I see that Samtools View can downsample by specifying a fraction of the total reads to keep or by specifying a target number of total reads. However, I’m interested in randomly downsampling by specifying the maximum number of reads that would be consistent across all regions. This would make it easier to set minimum read threshold for variant calls (specificity and sensitivity). Is this there a tool/app for this?

Hi @gco,
I’m not entirely sure if I understand your question correctly. Are you saying you would like to cap read coverage at every site at a certain maximum?
If so, then BAM filtering is not the right answer because reads, of course, always span multiple sites and starting to throw away entire reads just to satisfy max coverage constraints at a few sites would waste a lot of information.
That’s why, typically, this kind of capping is done during pileup generation/variant calling though not all tools in these categories offer such an option. Which tool(s) are you planning to use for pileup generation/variant calling?

Yes, I would like to cap at a specified number of reads (eg 25x, 50x, 100x) at all locations and discard the rest to see which known variants are called and not called at that level. Let me know if you have any suggestions for pileup generation/variant calling that can help otherwise I can just play with Samtools view to get my reads down and do manual counts. Thank you.

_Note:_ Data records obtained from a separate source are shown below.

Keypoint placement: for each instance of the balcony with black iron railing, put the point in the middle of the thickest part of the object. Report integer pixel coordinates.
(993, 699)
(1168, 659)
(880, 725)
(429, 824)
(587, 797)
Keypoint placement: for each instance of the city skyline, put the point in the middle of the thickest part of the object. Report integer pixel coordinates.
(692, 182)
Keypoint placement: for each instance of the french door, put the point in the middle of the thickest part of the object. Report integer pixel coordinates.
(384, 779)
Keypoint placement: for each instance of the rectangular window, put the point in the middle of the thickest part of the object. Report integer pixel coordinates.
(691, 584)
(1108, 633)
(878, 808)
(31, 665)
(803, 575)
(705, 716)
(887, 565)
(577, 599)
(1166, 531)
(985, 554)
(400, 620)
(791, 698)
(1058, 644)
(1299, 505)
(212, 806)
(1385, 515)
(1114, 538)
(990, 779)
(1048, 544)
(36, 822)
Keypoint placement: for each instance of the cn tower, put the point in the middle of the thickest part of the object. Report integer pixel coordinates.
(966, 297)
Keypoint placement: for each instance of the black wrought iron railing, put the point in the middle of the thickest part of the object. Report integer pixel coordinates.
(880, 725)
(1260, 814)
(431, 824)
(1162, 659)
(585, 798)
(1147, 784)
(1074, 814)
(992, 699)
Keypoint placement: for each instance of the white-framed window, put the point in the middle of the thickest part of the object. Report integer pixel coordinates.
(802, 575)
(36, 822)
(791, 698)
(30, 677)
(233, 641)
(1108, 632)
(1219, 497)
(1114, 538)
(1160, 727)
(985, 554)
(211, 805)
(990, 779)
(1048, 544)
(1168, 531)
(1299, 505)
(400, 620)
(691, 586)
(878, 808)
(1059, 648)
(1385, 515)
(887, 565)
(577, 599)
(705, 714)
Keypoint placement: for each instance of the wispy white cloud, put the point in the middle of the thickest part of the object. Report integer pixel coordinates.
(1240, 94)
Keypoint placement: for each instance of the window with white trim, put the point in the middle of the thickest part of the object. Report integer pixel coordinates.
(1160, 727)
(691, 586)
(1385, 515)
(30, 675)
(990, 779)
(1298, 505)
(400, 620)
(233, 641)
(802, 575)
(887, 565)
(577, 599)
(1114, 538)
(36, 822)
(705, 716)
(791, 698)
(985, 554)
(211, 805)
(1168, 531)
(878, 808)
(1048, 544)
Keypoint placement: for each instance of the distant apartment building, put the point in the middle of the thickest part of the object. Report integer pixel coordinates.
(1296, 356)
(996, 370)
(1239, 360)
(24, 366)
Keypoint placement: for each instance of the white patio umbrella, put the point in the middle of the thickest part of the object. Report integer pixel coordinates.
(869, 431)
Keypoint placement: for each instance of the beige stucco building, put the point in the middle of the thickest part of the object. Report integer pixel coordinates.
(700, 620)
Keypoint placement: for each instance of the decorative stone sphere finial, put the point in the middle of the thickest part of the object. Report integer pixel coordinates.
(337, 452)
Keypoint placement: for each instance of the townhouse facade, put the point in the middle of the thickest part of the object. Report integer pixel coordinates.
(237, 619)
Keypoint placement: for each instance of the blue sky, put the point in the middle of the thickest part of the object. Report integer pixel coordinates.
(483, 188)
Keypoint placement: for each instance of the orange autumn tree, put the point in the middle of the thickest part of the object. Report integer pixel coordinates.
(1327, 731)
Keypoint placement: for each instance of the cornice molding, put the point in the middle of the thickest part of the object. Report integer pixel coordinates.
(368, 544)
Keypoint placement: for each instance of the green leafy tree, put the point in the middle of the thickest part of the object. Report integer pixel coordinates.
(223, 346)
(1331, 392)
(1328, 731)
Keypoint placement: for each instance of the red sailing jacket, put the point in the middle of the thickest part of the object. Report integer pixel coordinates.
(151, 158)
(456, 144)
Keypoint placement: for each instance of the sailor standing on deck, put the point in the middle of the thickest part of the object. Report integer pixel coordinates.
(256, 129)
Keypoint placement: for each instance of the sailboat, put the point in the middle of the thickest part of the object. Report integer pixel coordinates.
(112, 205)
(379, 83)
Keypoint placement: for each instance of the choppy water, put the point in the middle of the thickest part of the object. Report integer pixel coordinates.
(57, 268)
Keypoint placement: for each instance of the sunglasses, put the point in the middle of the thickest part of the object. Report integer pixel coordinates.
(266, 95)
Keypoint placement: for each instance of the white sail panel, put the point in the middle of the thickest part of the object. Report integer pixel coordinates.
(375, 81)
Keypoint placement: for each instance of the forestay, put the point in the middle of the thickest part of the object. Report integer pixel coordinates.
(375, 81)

Well, you still haven’t mentioned, which variant caller you’d like to use, but e.g. the latest version of freebayes - (not yet available on it seems) - lets you set a depth cap under Read coverage.

1 Like

I’m getting my secondary analysis from either Illumina BaseSpace and ThermoFisher Torrent Suite depending on the application. Unfortunately, they don’t provide the needed downsampling. I’ll look into freebayes as you suggested. Thank you.

1 Like

Hi, I have a similar issue, what did you find was the best solution in the end?

Hi stauntok,

If I remember correctly, I was not also able to find anything in freebayes. What I ended up doing was using IGV to manually obtain the stats needed at 25x, 40x and 50x for each variants I was investigating for validation. IGV will randomly display all the aligned reads and I would just take the first 25, 40 or 50 reads for my data. Let me know if you find another way. Best.